JANE HOLZER has always been a woman of her age. In her youth, when she was known as Baby Jane Holzer, she was a model, actress and protégée of Andy Warhol. Today, she is an art collector and real estate developer with a penchant for buying and renovating luxury town houses.

Now she has passed through another New York rite of passage, suffering through a downtown landlord-tenant battle. In this case, Ms. Holzer was the landlord.

Last week, she abandoned a fight to evict a freelance hairstylist from a Lower East Side building she owns. The tenant was living on the ground-floor; Ms. Holzer wanted the space for herself.

The fight dates back to 2006, when Ms. Holzer sought to regain control of two rent-stabilized apartments that had been carved out of a former grocery at 161 Stanton Street, a 25-foot-wide apartment building on the newly fashionable Lower East Side.

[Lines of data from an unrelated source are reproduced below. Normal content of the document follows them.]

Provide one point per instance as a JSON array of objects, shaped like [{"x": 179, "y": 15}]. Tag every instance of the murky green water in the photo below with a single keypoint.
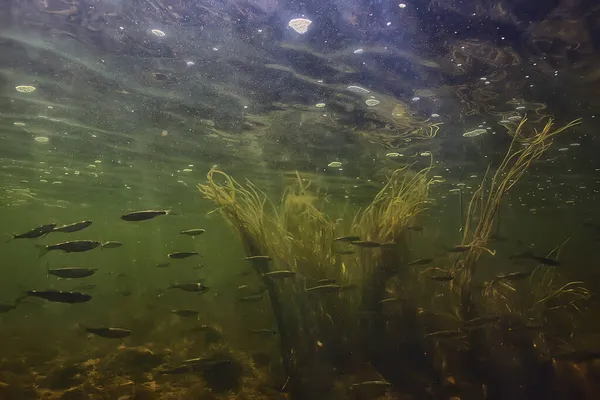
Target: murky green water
[{"x": 108, "y": 107}]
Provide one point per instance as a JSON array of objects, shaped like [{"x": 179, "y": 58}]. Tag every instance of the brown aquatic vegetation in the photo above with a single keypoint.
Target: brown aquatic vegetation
[{"x": 486, "y": 200}]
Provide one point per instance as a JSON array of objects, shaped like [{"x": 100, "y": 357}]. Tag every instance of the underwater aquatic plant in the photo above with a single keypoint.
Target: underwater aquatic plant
[{"x": 486, "y": 200}]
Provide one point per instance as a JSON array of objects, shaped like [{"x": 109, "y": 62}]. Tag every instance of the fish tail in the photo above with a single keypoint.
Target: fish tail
[{"x": 43, "y": 249}]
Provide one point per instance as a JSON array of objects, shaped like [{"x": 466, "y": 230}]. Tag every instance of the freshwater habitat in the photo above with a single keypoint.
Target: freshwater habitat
[{"x": 303, "y": 200}]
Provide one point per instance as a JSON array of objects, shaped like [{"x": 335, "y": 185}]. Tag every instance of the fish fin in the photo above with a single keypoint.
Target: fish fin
[{"x": 43, "y": 249}]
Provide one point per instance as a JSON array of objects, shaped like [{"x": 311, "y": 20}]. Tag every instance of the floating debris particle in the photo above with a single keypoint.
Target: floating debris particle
[
  {"x": 300, "y": 25},
  {"x": 357, "y": 89},
  {"x": 25, "y": 88},
  {"x": 475, "y": 132}
]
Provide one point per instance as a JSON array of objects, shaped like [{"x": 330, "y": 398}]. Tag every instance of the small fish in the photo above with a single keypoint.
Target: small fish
[
  {"x": 74, "y": 246},
  {"x": 421, "y": 261},
  {"x": 371, "y": 389},
  {"x": 250, "y": 299},
  {"x": 326, "y": 282},
  {"x": 182, "y": 254},
  {"x": 4, "y": 307},
  {"x": 513, "y": 276},
  {"x": 37, "y": 232},
  {"x": 89, "y": 286},
  {"x": 109, "y": 333},
  {"x": 144, "y": 215},
  {"x": 74, "y": 227},
  {"x": 446, "y": 334},
  {"x": 578, "y": 356},
  {"x": 264, "y": 258},
  {"x": 442, "y": 278},
  {"x": 365, "y": 244},
  {"x": 185, "y": 313},
  {"x": 202, "y": 328},
  {"x": 60, "y": 297},
  {"x": 345, "y": 252},
  {"x": 111, "y": 245},
  {"x": 264, "y": 331},
  {"x": 192, "y": 232},
  {"x": 461, "y": 248},
  {"x": 72, "y": 272},
  {"x": 347, "y": 239},
  {"x": 542, "y": 260},
  {"x": 324, "y": 289},
  {"x": 190, "y": 287},
  {"x": 280, "y": 274},
  {"x": 480, "y": 322},
  {"x": 390, "y": 300}
]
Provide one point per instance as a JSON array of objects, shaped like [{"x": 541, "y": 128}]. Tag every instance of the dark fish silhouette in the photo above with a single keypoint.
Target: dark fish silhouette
[
  {"x": 421, "y": 261},
  {"x": 60, "y": 297},
  {"x": 324, "y": 289},
  {"x": 192, "y": 232},
  {"x": 461, "y": 248},
  {"x": 542, "y": 260},
  {"x": 185, "y": 313},
  {"x": 442, "y": 278},
  {"x": 182, "y": 254},
  {"x": 365, "y": 244},
  {"x": 109, "y": 333},
  {"x": 347, "y": 239},
  {"x": 190, "y": 287},
  {"x": 40, "y": 231},
  {"x": 144, "y": 215},
  {"x": 74, "y": 246},
  {"x": 74, "y": 227},
  {"x": 280, "y": 274},
  {"x": 513, "y": 276},
  {"x": 250, "y": 299},
  {"x": 264, "y": 258},
  {"x": 72, "y": 272}
]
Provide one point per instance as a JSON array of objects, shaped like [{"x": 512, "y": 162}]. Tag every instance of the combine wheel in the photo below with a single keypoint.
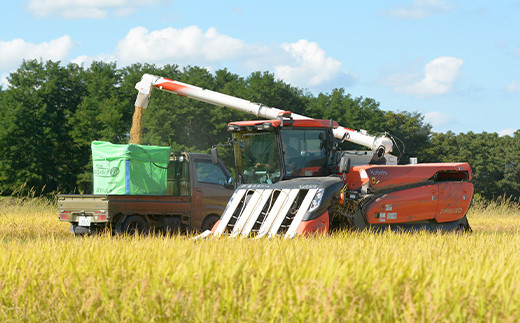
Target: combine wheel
[
  {"x": 135, "y": 225},
  {"x": 209, "y": 222},
  {"x": 464, "y": 225},
  {"x": 360, "y": 223}
]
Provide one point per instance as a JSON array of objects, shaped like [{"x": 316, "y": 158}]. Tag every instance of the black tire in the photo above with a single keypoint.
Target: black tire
[
  {"x": 464, "y": 225},
  {"x": 209, "y": 222},
  {"x": 135, "y": 225}
]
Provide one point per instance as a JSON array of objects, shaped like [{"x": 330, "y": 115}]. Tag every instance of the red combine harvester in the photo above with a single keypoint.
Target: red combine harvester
[{"x": 295, "y": 180}]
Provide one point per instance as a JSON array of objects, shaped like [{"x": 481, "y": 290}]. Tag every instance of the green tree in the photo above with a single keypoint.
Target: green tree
[{"x": 35, "y": 146}]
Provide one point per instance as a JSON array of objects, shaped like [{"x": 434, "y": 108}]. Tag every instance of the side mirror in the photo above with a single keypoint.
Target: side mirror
[
  {"x": 214, "y": 156},
  {"x": 344, "y": 165},
  {"x": 230, "y": 183}
]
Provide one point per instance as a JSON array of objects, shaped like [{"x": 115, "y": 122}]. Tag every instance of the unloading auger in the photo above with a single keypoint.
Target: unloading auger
[{"x": 296, "y": 181}]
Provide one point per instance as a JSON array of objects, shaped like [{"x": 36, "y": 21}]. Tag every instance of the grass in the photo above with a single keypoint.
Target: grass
[{"x": 48, "y": 275}]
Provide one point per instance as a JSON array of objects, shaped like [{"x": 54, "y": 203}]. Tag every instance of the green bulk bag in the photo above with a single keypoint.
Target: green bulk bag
[{"x": 129, "y": 169}]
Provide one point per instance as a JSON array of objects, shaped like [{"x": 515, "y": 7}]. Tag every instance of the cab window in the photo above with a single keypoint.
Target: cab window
[{"x": 208, "y": 172}]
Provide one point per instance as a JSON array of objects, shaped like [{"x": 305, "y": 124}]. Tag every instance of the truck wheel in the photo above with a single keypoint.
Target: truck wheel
[
  {"x": 464, "y": 225},
  {"x": 209, "y": 222},
  {"x": 135, "y": 225}
]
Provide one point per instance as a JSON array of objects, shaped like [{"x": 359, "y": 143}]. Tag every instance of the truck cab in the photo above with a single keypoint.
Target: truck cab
[{"x": 197, "y": 193}]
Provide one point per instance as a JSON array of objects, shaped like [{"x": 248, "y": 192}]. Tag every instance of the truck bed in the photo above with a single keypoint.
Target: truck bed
[{"x": 102, "y": 209}]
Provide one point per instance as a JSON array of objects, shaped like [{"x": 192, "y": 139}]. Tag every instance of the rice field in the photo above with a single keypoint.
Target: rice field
[{"x": 46, "y": 274}]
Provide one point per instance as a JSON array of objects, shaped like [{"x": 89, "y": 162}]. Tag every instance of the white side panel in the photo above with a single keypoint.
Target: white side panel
[
  {"x": 246, "y": 214},
  {"x": 283, "y": 212},
  {"x": 230, "y": 209},
  {"x": 256, "y": 213},
  {"x": 301, "y": 212},
  {"x": 268, "y": 222}
]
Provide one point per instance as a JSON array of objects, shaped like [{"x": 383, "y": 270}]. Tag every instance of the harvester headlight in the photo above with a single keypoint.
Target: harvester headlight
[
  {"x": 233, "y": 128},
  {"x": 316, "y": 201}
]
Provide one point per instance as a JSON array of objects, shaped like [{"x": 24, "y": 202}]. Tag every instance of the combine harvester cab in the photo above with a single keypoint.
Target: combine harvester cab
[
  {"x": 303, "y": 190},
  {"x": 296, "y": 181}
]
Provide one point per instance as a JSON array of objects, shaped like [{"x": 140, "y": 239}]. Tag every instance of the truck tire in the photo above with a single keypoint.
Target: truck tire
[
  {"x": 135, "y": 225},
  {"x": 209, "y": 222}
]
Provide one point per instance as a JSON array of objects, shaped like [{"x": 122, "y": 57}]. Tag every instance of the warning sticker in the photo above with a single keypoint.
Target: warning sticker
[{"x": 392, "y": 216}]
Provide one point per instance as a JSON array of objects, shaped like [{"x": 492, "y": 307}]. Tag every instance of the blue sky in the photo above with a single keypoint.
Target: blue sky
[{"x": 455, "y": 62}]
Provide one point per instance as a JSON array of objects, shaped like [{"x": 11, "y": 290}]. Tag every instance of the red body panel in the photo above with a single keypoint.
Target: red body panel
[
  {"x": 443, "y": 201},
  {"x": 388, "y": 176},
  {"x": 311, "y": 123},
  {"x": 454, "y": 200},
  {"x": 320, "y": 224}
]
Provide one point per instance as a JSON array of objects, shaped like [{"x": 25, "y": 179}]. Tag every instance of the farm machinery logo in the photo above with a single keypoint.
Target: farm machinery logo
[
  {"x": 378, "y": 172},
  {"x": 452, "y": 210},
  {"x": 106, "y": 172}
]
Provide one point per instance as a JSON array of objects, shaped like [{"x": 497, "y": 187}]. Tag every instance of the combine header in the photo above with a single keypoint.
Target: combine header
[{"x": 296, "y": 181}]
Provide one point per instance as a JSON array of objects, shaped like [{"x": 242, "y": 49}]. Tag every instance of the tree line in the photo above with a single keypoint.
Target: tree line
[{"x": 50, "y": 114}]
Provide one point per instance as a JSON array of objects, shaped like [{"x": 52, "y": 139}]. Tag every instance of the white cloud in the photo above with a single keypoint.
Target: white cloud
[
  {"x": 178, "y": 46},
  {"x": 4, "y": 82},
  {"x": 507, "y": 132},
  {"x": 302, "y": 63},
  {"x": 418, "y": 9},
  {"x": 309, "y": 62},
  {"x": 439, "y": 77},
  {"x": 513, "y": 87},
  {"x": 437, "y": 119},
  {"x": 71, "y": 9},
  {"x": 14, "y": 51}
]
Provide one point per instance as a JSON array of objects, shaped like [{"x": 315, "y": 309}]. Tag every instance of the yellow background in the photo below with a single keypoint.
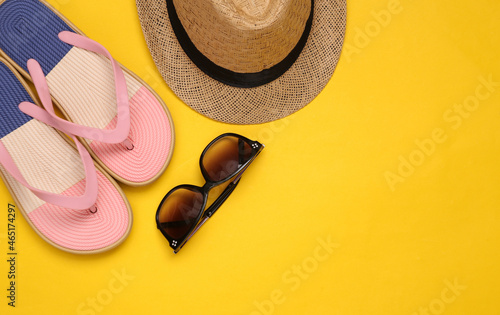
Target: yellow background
[{"x": 429, "y": 244}]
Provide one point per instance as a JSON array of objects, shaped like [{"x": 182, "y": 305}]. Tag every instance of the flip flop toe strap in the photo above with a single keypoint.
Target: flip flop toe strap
[
  {"x": 117, "y": 135},
  {"x": 85, "y": 201}
]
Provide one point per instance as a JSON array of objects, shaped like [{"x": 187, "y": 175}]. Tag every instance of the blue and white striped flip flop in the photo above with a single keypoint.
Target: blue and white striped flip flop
[
  {"x": 82, "y": 84},
  {"x": 73, "y": 206}
]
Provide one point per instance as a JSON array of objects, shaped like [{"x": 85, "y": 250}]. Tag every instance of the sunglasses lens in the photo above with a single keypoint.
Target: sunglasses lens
[
  {"x": 225, "y": 156},
  {"x": 179, "y": 212}
]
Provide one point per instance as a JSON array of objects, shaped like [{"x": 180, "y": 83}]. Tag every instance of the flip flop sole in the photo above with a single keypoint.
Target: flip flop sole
[
  {"x": 82, "y": 86},
  {"x": 48, "y": 160}
]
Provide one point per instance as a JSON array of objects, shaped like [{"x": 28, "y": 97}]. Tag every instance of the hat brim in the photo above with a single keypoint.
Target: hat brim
[{"x": 296, "y": 88}]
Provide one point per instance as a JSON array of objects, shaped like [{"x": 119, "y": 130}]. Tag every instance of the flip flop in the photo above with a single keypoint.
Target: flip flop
[
  {"x": 76, "y": 208},
  {"x": 121, "y": 121}
]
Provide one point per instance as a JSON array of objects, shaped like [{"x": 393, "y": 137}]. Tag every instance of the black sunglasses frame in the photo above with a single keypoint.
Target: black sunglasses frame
[{"x": 177, "y": 243}]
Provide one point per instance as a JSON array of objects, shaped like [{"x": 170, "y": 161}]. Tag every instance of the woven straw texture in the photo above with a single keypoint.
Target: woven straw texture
[{"x": 292, "y": 91}]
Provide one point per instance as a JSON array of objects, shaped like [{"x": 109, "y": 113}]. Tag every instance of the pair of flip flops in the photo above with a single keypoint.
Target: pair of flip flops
[{"x": 120, "y": 127}]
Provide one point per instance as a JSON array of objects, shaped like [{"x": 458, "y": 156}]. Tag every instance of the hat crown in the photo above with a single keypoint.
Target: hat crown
[
  {"x": 255, "y": 13},
  {"x": 244, "y": 36}
]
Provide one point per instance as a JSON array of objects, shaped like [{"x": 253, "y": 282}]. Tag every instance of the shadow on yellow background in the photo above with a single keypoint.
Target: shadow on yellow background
[{"x": 379, "y": 197}]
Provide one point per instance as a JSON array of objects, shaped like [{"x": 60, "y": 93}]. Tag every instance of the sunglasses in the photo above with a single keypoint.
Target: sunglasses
[{"x": 185, "y": 208}]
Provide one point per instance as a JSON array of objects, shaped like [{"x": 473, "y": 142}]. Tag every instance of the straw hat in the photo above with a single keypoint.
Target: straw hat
[{"x": 244, "y": 61}]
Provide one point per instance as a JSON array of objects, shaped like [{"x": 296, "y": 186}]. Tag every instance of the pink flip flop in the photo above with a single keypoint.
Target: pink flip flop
[
  {"x": 121, "y": 121},
  {"x": 70, "y": 202}
]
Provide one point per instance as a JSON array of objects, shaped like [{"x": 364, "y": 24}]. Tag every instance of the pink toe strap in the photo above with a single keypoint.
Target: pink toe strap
[
  {"x": 48, "y": 116},
  {"x": 84, "y": 201}
]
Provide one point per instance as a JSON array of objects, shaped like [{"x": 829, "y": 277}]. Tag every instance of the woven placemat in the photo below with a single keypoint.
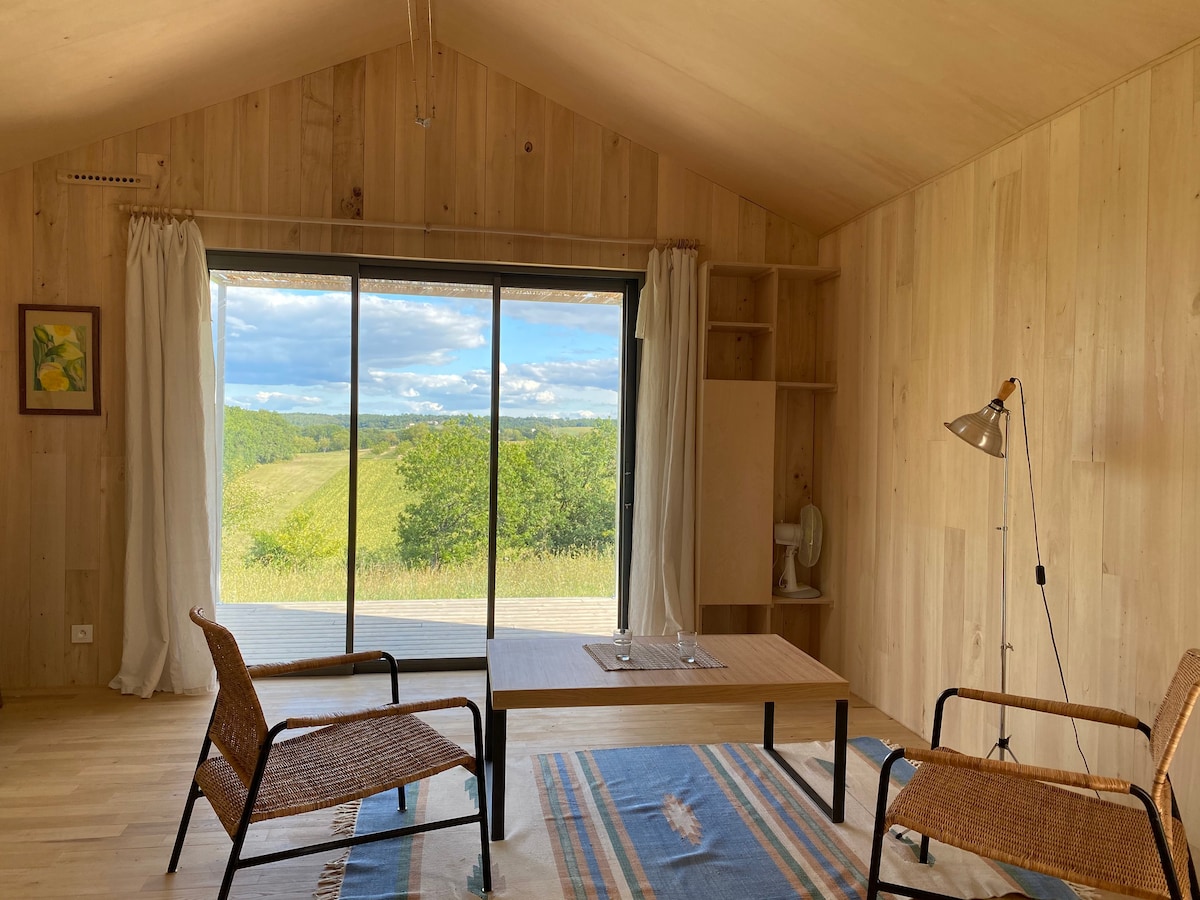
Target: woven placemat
[{"x": 649, "y": 655}]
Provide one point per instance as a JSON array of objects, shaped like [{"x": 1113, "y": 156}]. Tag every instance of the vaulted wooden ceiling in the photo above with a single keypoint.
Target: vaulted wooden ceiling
[{"x": 817, "y": 109}]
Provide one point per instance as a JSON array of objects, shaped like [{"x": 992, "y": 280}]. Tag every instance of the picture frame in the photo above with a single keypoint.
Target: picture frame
[{"x": 59, "y": 359}]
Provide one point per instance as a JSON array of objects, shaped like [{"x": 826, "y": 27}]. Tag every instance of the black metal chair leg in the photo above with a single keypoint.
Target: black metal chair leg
[
  {"x": 485, "y": 844},
  {"x": 881, "y": 810},
  {"x": 193, "y": 795}
]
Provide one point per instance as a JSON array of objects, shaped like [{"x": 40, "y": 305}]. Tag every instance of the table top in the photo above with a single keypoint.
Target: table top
[{"x": 553, "y": 672}]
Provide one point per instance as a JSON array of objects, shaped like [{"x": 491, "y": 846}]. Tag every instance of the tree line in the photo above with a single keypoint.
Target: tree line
[{"x": 557, "y": 485}]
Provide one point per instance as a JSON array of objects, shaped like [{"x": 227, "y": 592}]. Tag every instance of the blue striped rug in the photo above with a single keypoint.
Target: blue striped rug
[{"x": 684, "y": 822}]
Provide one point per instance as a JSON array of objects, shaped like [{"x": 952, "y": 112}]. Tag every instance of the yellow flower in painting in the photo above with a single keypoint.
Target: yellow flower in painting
[{"x": 52, "y": 377}]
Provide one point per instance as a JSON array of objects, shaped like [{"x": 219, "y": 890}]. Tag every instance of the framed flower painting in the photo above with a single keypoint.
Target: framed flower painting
[{"x": 59, "y": 359}]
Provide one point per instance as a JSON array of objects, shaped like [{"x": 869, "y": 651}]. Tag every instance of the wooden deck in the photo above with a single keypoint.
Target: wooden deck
[{"x": 407, "y": 629}]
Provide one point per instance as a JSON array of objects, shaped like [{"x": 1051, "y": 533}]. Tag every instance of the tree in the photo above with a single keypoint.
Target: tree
[
  {"x": 447, "y": 468},
  {"x": 297, "y": 544},
  {"x": 253, "y": 437},
  {"x": 557, "y": 493}
]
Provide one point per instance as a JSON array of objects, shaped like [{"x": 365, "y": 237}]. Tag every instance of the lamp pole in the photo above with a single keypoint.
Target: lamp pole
[
  {"x": 1005, "y": 646},
  {"x": 982, "y": 431}
]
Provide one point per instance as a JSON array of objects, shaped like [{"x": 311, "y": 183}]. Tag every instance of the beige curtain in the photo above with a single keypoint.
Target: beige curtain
[
  {"x": 661, "y": 597},
  {"x": 171, "y": 460}
]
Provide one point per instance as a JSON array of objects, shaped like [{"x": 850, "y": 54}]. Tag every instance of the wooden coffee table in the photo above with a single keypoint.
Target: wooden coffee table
[{"x": 557, "y": 672}]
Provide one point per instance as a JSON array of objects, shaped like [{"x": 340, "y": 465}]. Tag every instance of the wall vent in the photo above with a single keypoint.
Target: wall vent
[{"x": 107, "y": 179}]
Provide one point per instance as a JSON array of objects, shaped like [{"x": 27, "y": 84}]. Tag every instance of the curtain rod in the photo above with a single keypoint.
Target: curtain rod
[{"x": 689, "y": 243}]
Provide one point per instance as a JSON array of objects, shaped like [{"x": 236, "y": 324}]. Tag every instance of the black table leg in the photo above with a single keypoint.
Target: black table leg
[
  {"x": 498, "y": 739},
  {"x": 837, "y": 811},
  {"x": 487, "y": 720}
]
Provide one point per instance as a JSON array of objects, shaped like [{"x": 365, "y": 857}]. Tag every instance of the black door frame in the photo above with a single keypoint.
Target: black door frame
[{"x": 498, "y": 276}]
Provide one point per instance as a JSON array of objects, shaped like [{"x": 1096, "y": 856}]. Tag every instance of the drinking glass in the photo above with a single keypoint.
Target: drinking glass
[
  {"x": 623, "y": 640},
  {"x": 687, "y": 646}
]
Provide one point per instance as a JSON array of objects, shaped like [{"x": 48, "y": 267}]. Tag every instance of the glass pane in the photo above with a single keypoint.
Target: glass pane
[
  {"x": 283, "y": 370},
  {"x": 559, "y": 397},
  {"x": 425, "y": 387}
]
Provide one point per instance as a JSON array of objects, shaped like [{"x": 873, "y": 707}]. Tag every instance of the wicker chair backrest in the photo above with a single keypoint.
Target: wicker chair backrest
[
  {"x": 239, "y": 727},
  {"x": 1173, "y": 717}
]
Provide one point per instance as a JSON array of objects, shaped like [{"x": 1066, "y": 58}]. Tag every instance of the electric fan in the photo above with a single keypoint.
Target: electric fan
[{"x": 803, "y": 544}]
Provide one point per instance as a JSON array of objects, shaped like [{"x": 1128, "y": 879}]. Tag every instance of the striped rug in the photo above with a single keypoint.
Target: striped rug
[{"x": 684, "y": 822}]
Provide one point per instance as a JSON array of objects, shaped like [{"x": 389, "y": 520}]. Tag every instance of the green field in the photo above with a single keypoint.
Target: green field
[{"x": 306, "y": 498}]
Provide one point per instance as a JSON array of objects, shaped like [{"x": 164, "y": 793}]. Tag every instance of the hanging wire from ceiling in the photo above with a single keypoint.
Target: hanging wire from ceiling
[{"x": 431, "y": 109}]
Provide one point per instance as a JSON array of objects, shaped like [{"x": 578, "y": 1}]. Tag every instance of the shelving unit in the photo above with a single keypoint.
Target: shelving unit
[{"x": 759, "y": 396}]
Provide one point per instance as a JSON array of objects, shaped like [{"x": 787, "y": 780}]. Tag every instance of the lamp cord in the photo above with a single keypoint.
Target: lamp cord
[{"x": 1042, "y": 576}]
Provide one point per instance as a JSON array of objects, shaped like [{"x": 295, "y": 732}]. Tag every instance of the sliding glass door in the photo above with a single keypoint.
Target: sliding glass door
[
  {"x": 283, "y": 369},
  {"x": 559, "y": 403},
  {"x": 445, "y": 455},
  {"x": 424, "y": 423}
]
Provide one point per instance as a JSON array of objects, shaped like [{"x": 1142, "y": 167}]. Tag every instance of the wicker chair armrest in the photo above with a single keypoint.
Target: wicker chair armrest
[
  {"x": 1074, "y": 711},
  {"x": 1031, "y": 773},
  {"x": 267, "y": 670},
  {"x": 358, "y": 715}
]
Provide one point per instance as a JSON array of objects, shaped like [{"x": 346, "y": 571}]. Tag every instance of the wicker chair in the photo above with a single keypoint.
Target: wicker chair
[
  {"x": 1024, "y": 815},
  {"x": 340, "y": 757}
]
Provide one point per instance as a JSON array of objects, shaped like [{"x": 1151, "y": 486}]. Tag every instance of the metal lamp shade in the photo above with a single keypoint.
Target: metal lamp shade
[{"x": 982, "y": 430}]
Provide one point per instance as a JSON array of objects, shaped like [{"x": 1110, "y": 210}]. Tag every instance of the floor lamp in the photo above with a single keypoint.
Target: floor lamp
[{"x": 982, "y": 431}]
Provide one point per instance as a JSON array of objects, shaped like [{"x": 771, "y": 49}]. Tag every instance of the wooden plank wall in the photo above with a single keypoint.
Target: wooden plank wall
[
  {"x": 1068, "y": 258},
  {"x": 336, "y": 143}
]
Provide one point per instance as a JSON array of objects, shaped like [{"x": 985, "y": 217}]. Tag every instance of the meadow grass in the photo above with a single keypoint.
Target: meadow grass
[
  {"x": 585, "y": 575},
  {"x": 319, "y": 484}
]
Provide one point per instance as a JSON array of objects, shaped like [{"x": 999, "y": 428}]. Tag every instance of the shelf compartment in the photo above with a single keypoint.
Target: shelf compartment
[
  {"x": 777, "y": 600},
  {"x": 815, "y": 387},
  {"x": 761, "y": 328}
]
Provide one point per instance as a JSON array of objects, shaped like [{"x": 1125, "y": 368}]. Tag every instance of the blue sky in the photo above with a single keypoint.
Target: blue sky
[{"x": 289, "y": 351}]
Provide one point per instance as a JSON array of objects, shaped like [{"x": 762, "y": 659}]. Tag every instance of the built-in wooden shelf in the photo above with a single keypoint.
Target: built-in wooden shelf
[
  {"x": 816, "y": 387},
  {"x": 787, "y": 273},
  {"x": 751, "y": 328},
  {"x": 801, "y": 600}
]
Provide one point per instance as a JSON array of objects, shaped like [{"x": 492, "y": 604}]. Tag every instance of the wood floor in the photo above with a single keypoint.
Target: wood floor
[
  {"x": 408, "y": 629},
  {"x": 93, "y": 783}
]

After her time as a Warhol superstar, Ms. Holzer, the daughter and former wife of real estate investors, began buying property in New York and Florida. Eventually, her portfolio included a pair of tenement buildings on Stanton Street that, according to deed filings, cost her about $40,000 in 1983.

Laara Raynier, a hairdresser, moved into a 700-square- foot ground-floor apartment about 19 years ago. Her place is in a rear extension illuminated mostly by skylights. Its saving grace is an adjacent 1,500-square- foot garden. She pays about $1,100 a month in rent.

“When I moved in, nobody would come and visit me,” Ms. Raynier recalled. “It was heroin central. I would get home, walk in the door, and there would be a man with a brown paper bag and a gun, selling dope.”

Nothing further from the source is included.